Big Data Is Not Our Master. Humans create technology. Humans can control it.


Chris Hughes in New Republic: “We’ve known for a long time that big companies can stalk our every digital move and customize our every Web interaction. Our movements are tracked by credit cards, Gmail, and tollbooths, and we haven’t seemed to care all that much.
That is, until this week’s news of government eavesdropping, with the help of these very same big companies—Verizon, Facebook, and Google, among others. For the first time, America is waking up to the realities of what all this information—known in the business as “big data”—enables governments and corporations to do….
We are suddenly wondering, Can the rise of enormous data systems that enable this surveillance be stopped or controlled? Is it possible to turn back the clock?
Technologists see the rise of big data as the inevitable march of history, impossible to prevent or alter. Viktor Mayer-Schönberger and Kenneth Cukier’s recent book Big Data is emblematic of this argument: They say that we must cope with the consequences of these changes, but they never really consider the role we play in creating and supporting these technologies themselves….

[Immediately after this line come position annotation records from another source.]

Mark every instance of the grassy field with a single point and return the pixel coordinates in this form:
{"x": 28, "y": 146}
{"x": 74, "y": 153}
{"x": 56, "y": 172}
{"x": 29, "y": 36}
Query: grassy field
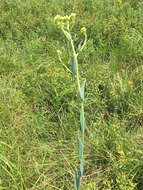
{"x": 39, "y": 111}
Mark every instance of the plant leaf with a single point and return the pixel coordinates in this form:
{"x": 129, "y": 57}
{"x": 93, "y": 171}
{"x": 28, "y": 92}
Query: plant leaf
{"x": 82, "y": 122}
{"x": 81, "y": 167}
{"x": 80, "y": 148}
{"x": 82, "y": 88}
{"x": 74, "y": 64}
{"x": 79, "y": 46}
{"x": 68, "y": 35}
{"x": 77, "y": 180}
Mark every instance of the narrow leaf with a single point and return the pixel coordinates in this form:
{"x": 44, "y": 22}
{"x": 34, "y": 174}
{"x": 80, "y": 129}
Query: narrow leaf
{"x": 82, "y": 122}
{"x": 82, "y": 88}
{"x": 79, "y": 46}
{"x": 80, "y": 148}
{"x": 77, "y": 180}
{"x": 74, "y": 64}
{"x": 81, "y": 167}
{"x": 68, "y": 35}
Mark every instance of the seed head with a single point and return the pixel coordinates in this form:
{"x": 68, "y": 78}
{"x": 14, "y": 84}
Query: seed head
{"x": 83, "y": 30}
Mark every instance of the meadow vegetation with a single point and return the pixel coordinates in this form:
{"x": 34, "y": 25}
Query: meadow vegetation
{"x": 39, "y": 109}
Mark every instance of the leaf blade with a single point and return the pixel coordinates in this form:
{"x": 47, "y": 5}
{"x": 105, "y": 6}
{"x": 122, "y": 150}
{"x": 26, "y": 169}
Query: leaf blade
{"x": 82, "y": 89}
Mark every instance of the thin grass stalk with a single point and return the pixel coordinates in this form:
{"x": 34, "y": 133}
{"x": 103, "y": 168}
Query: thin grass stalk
{"x": 64, "y": 23}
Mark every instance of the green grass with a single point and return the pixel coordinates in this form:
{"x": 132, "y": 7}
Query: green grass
{"x": 39, "y": 115}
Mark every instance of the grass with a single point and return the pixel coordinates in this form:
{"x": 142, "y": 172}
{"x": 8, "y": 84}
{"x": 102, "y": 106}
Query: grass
{"x": 39, "y": 115}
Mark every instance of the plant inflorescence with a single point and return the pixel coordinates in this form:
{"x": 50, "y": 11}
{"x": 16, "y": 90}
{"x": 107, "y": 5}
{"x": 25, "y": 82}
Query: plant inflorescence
{"x": 64, "y": 24}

But these well-meaning technological advocates have forgotten that as a society, we determine our own future and set our own standards, norms, and policy. Talking about technological advancements as if they are pre-ordained science erases the role of human autonomy and decision-making in inventing our own future. Big data is not a Leviathan that must be coped with, but a technological trend that we have made possible and support through social and political policy.”